Basandosi sulla coincidenza di alcuni composti presenti sia nelle normative che disciplinano i fitofarmaci, sia in quelle che disciplinano i fertilizzanti, si è diffuso il malcostume di immettere sul mercato prodotti classificati ed etichettati come fertilizzanti che vantano anche proprietà di difesa per le colture. Questo non può essere accettabile in quanto le due categorie merceologiche di fitofarmaci e fertilizzanti impongono procedure di classificazione, registrazione ed etichettatura completamente diverse, come lo sono le finalità di utilizzo di queste due tipologie di composti.
Il problema dei prodotti cosiddetti "dual use" si trascina da anni, ma oggettivamente la soluzione normativa alle problematiche appena illustrate è di difficile soluzione in quanto determinati elementi esplicano, senza ombra di dubbio, entrambe le funzioni, sia nutritive che di difesa.

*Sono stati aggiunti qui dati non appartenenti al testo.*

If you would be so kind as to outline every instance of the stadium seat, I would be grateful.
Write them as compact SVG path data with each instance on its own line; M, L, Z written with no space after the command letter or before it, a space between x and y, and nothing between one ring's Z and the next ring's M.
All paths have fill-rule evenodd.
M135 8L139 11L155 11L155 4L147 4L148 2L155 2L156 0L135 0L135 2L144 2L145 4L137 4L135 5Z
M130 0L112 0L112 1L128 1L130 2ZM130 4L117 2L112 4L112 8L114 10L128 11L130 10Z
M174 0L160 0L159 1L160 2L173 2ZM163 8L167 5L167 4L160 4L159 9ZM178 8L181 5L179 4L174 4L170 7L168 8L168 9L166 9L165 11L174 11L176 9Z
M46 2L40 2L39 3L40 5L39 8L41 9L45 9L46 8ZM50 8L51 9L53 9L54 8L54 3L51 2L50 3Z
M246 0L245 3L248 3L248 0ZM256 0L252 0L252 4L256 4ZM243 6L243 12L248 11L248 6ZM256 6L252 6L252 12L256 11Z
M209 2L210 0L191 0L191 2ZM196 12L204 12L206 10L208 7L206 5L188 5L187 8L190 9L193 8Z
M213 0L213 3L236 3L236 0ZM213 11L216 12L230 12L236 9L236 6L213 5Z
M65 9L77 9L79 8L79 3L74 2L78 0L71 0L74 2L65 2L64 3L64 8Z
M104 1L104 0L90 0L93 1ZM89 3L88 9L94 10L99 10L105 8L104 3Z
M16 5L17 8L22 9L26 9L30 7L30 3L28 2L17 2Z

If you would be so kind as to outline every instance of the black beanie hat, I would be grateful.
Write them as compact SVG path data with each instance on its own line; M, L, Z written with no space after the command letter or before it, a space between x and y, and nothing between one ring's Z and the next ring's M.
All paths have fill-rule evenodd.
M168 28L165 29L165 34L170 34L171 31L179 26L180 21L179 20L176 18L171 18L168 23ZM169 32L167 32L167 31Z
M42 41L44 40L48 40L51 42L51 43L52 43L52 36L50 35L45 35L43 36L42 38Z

Il criterio finora adottato è quello di individuare nelle rivendicazioni in etichetta la destinazione d'uso del prodotto: un fertilizzante potrà vantare solamente azioni finalizzate alla nutrizione, mentre un fitofarmaco dovrà limitarsi ad azioni finalizzate alla difesa. Evidentemente, se il prodotto è lo stesso in entrambe i casi, starà alla correttezza di chi propone all'agricoltore tale formulato di non suggerirne un possibile uso improprio.
Anche il MiPAAF, sin dalla prima riunione del Gruppo di Lavoro permanente per la protezione delle piante - Settore Fertilizzanti, ha voluto istituire un sotto gruppo di lavoro per la "Verifica dell'uso improprio dei fertilizzanti", con il compito di monitorare e studiare gli strumenti più idonei a contrastare tale fenomeno.
L'importante al fine di non incorrere in sanzioni, particolarmente pesanti in questo caso poiché coinvolgono i fitofarmaci, è quello di redigere le etichette con il massimo scrupolo, evitando accuratamente ogni riferimento a caratteristiche del prodotto che non siano esclusivamente fertilizzanti. Anche poche espressioni fuori luogo possono infatti configurarsi come irregolarità e far ritenere agli organi di controllo l'etichettatura quantomeno fuorviante, se non propriamente illegale.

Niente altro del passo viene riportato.